Texto Mariana Lima Cunha

Se dúvidas houvesse sobre o caminho que o Governo pretendia seguir relativamente à lei de bases da Saúde, o namoro que fez à esquerda durante cerca de uma hora de debate no Parlamento dissipou-as. Como o Expresso noticiou, as propostas de Governo, BE e PCP deverão baixar à especialidade para serem afinadas - e, tanto do Executivo como dos partidos de esquerda, o que se ouviu esta quarta-feira foram juras de consenso e de abertura, fechando a porta a acordos com a direita nesta matéria.

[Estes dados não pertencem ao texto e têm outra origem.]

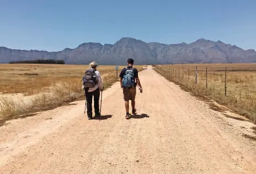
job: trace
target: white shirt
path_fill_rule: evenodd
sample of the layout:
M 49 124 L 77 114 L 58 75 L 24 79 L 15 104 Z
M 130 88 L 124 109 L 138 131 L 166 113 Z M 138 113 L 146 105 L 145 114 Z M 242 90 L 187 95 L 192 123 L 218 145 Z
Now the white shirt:
M 100 89 L 102 89 L 103 87 L 103 83 L 102 83 L 100 74 L 98 70 L 95 71 L 95 74 L 96 74 L 96 80 L 98 81 L 98 84 L 96 84 L 93 88 L 89 88 L 88 90 L 89 92 L 96 90 L 99 87 Z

A intervenção inicial da ministra da Saúde, Marta Temido, foi esclarecedora. Se já se sabia que Temido terá uma posição mais parecida com a dos partidos de esquerda, até porque António Costa obrigou a ministra suavizar a sua primeira proposta de lei, que fazia uma avaliação dura do papel dos privados. A ministra aproveitou para frisar que, em 1990, PSD e CDS foram os responsáveis pela aprovação da atual Lei de Bases, que “descaracterizou” o papel do Serviço Nacional de Saúde (SNS). Sublinhou que, na atual proposta do Governo, os setores privado e social se articulam com o Estado “no princípio da coordenação”, mas há uma “preferência” pela gestão pública no SNS - por oposição às propostas da direita, que apoiam “o desenvolvimento do setor privado em concorrência com o setor público”. E rematou: “Não esperem que alinhemos na falácia de que o mercado da Saúde é como qualquer outro”.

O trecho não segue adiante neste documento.